Canada to Rule on Two Pipelines; Kinder Morgan Still Up In Air
Canada will this week decide the fate of two Enbridge Inc pipelines but is keeping quiet about its verdict on Kinder Morgan Inc's plans to more than double the capacity of its Trans Mountain line, a move environmentalists strongly oppose.
The Liberal government is widely expected to veto Enbridge's Northern Gateway pipeline from Alberta's oil sands to the province of British Columbia on the Pacific Coast. Prime Minister Justin Trudeau has long opposed the project, citing the proposed routing through a rain forest.
Ottawa does look set to allow Enbridge to replace the Canadian segments of its Line 3, which takes crude from Alberta to Wisconsin. Canada's energy regulator approved the project in April, albeit with 89 conditions.
Trudeau is under pressure both from environmentalists and the energy industry, which says it needs more pipelines to ease transport bottlenecks in Alberta.
Natural Resources Minister Jim Carr has made it clear that cabinet has until the end of Friday to make both Enbridge decisions, said spokesman Alexandre Deslongchamps. Trudeau leaves for a week-long African trip on Wednesday.
Northern Gateway foundered amid protests from green and aboriginal groups that are now targeting Trans Mountain. But the plan to update Line 3, which sources say will switch from carrying light oil to synthetic crude, attracted virtually no attention.
"Most people are expecting it goes forward," said AltaCorp Capital energy infrastructure analyst Dirk Lever.
The upgrade would allow Enbridge to run Line 3 at its maximum capacity of 760,000 barrels per day.
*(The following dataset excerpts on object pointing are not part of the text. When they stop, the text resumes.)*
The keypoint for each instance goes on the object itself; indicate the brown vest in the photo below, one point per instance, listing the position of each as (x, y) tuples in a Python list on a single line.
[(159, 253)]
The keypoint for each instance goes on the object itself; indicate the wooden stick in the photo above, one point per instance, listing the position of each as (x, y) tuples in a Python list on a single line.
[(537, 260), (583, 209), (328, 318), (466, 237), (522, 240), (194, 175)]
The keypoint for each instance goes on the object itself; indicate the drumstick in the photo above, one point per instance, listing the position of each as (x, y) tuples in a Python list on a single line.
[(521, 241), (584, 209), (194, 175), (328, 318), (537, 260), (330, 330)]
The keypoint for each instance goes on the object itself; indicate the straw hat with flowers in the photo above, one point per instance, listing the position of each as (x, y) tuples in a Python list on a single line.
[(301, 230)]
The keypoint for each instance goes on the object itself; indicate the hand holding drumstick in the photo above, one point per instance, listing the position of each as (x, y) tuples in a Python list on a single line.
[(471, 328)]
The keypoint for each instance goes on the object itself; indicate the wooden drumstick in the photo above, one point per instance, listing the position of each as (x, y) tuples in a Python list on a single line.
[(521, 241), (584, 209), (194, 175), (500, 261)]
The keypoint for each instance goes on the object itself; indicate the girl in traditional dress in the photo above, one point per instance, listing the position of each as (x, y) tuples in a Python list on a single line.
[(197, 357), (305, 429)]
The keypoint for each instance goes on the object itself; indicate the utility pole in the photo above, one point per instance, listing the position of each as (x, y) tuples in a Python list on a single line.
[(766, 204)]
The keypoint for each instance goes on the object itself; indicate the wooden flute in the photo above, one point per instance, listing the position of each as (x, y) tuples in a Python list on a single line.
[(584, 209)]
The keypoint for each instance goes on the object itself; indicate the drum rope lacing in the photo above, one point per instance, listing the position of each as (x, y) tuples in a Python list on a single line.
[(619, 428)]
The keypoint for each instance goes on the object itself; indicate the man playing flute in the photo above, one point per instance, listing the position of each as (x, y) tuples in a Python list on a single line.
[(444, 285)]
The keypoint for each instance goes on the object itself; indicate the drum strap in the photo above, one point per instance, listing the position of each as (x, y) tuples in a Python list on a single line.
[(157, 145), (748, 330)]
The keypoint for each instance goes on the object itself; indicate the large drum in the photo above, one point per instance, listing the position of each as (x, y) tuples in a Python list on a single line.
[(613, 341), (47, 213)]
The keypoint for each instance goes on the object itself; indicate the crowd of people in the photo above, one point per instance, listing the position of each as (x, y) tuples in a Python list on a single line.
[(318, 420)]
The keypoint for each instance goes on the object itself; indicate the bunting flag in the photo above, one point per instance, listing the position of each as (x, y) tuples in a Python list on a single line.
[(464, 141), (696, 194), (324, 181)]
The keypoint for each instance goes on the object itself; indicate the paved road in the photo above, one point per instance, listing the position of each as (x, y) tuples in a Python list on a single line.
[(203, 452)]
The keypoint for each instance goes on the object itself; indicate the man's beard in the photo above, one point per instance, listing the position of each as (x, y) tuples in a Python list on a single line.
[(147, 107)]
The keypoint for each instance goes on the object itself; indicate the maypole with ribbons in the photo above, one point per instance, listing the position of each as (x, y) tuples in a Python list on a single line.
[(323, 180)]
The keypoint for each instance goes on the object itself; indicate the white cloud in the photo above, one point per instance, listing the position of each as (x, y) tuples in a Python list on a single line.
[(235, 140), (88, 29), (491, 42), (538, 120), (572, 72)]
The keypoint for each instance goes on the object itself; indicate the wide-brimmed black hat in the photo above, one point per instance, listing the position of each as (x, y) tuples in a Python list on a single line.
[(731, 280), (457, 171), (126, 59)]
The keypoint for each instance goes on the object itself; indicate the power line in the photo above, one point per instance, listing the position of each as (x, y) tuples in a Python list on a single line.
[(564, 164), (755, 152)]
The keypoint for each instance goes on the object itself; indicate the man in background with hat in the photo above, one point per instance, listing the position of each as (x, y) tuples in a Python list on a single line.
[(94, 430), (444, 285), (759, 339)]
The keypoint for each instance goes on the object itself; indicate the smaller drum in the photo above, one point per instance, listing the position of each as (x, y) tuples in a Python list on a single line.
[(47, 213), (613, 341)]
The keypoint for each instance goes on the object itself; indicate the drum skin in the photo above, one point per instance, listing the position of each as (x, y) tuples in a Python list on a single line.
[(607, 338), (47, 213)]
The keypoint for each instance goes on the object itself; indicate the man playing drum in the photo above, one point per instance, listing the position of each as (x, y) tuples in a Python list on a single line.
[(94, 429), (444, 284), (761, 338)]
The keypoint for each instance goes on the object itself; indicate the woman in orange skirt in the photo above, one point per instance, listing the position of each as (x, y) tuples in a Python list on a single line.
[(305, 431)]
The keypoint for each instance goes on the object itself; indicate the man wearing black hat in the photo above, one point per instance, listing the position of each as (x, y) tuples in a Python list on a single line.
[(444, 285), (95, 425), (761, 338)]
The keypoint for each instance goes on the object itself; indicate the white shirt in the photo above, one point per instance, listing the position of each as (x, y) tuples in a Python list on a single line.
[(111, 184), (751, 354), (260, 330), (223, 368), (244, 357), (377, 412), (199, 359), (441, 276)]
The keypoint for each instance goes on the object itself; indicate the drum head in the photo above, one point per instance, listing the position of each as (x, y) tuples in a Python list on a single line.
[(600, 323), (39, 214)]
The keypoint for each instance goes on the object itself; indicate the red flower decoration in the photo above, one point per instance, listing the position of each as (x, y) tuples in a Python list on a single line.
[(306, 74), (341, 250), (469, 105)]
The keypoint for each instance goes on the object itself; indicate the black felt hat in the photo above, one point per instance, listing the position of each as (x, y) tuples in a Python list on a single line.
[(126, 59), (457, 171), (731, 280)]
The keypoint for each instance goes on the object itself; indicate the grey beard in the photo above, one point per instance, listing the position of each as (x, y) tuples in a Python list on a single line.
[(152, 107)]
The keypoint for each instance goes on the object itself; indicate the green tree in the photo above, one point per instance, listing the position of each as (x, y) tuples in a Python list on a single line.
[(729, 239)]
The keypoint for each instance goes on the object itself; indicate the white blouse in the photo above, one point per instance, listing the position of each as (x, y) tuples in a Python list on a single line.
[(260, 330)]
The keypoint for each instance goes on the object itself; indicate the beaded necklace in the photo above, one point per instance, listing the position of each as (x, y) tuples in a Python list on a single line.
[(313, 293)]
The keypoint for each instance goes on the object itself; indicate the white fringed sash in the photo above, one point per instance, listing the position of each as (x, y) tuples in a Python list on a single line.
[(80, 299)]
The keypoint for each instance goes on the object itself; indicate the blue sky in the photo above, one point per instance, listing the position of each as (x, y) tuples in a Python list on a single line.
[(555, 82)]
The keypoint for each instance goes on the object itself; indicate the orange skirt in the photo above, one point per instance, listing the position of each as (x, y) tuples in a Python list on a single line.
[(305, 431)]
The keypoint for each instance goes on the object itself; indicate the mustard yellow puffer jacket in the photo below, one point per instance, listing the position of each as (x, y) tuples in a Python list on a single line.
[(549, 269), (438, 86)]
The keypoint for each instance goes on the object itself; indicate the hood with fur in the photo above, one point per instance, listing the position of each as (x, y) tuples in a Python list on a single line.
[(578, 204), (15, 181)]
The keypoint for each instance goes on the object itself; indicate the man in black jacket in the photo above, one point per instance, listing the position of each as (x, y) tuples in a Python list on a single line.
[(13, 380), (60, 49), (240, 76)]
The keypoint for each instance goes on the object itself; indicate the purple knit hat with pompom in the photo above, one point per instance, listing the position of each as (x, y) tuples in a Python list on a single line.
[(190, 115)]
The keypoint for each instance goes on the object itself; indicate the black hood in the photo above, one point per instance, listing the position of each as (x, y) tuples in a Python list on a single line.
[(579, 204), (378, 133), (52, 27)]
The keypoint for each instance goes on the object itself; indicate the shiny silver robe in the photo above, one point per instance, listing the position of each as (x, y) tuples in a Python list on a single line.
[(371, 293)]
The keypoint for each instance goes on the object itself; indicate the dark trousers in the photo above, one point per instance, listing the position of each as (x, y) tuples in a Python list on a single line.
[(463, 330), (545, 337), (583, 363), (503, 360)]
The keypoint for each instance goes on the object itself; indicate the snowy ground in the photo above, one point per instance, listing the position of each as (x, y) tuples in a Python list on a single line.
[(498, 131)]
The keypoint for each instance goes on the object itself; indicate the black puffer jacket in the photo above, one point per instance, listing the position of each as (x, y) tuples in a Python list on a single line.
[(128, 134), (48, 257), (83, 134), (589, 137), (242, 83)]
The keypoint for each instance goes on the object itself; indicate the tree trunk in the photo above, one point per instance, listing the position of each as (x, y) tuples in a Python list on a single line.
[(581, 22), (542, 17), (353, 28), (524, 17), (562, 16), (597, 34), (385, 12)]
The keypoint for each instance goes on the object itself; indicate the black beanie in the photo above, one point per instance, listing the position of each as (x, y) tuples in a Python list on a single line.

It is currently shipping 390,000 bpd because of voluntary pressure restrictions.
"It's not adding to capacity," said Friends of the Earth policy adviser John Bennett. "I haven't seen any chatter about it at all."
There is, however, plenty of discussion about Enbridge's plans to build a second pipeline next to its Trans Mountain line from Alberta to British Columbia. Greens say the risk of a spill is too great.
Opponents promise massive protests against the project, which some Liberals fear could hurt the party in a federal election set for 2019. Earlier this month a Liberal legislator from British Columbia urged Trudeau to veto the line.
Environmental groups say they expect Carr to approve Trans Mountain by the Dec. 19 deadline. He said last week that Canada needed to sell oil to Asia to diversify exports away from the United States.
Deslongchamps said Carr was committed to a Trans Mountain verdict by Dec. 19.